Stats for genomics

We developed ISoLDE (Integrative Statistics of alleLe Dependent Expression), a novel non-parametric statistical method that directly infers allelic imbalance from RNA-seq data. ISoLDE learns the distribution of a specifically designed test statistic from the data and calls genes allelically imbalanced, bi-allelically expressed or unde­termined. ISoLDE is available as a Bioconductor package.

Output of the resampling version of ISoLDE. For each gene, the variability (denominator value of the Sg statistic) was plotted against the allelic bias (numerator value of the Sg statistic). Violet crosses correspond to bi-allelically expressed (‘BA’) genes. Red and blue crosses correspond to genes called maternally and paternally imbalanced (‘AI mat’ and ‘AI pat’, respectively). Grey crosses correspond to undetermined (‘UN’) genes. Grey circled crosses correspond to flagged genes (consistency or significance flag, ‘UN_flag’).

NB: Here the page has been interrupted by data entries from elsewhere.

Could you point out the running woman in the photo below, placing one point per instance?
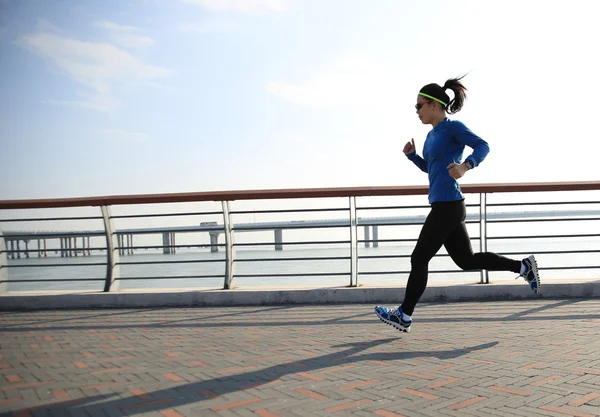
(445, 224)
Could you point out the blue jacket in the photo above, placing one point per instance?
(445, 144)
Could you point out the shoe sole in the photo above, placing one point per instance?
(394, 325)
(537, 276)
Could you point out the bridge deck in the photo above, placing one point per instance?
(526, 358)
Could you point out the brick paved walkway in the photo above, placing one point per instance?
(517, 358)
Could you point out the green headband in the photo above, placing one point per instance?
(433, 98)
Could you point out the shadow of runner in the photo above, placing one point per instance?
(194, 392)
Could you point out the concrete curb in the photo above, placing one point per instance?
(266, 296)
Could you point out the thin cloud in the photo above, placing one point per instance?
(101, 67)
(124, 135)
(125, 36)
(99, 102)
(348, 80)
(241, 6)
(211, 26)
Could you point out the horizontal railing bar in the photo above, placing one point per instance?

We also developped TopoFunc, a novel machine learning method to identify functional modules in gene co-expression networks and complement Gene Ontology annotations.

A comprehensive, accurate functional annotation of genes is key to systems-level approaches. Forward and reverse genetics produced a substantial amount of data on gene functions; yet, a large fraction of genes are still poorly annotated, even in model organisms. One possible approach to complement existing annotations is to analyze gene co-expression as functionally related genes tend to be co-expressed.

Gene co-expression data are represented as high-dimensional graphs in which nodes denote genes and edges denote co-expression. TopoFunc is a machine learning method that combines topological and functional information on co-expression modules. We first selected topological descriptors of gene co-expression modules that discriminate modules made of functionally related genes and modules made of randomly selected genes. Using the selected topological descriptors, we constructed a database of functional and random modules and performed Linear Discriminant Analysis to predict the type of a module. Starting from a given Gene Ontology Biological Process (GO-BP), we used a genetic algorithm to find genes whose co-expression with the largest clique of the GO-BP suggests that they may be functionally related.

The TopoFunc machine learning method. A. Starting from a module of co-expressed genes M0, TopoFunc deleted the genes that were only marginally connected to the module largest clique and added novel genes that were both highly connected to those of the largest clique and functionally similar, producing the M1 module. B. Distribution of the size ratio, ScoreTopo ratio, and ScoreFunc ratio. We ran TopoFunc on 193 GO-BPs comprising 50-100 genes. For each M0 (=GO-BP) and M1 (=’optimal’ module), we determined the number of genes, the ScoreTopo, and the ScoreFunc, and plotted the distribution of the ratios of these variables for M1 to M0. The figures show that the ratios were most often >1, indicating that TopoFunc increased module size, and improved internal connectivity (topology) and functional similarity.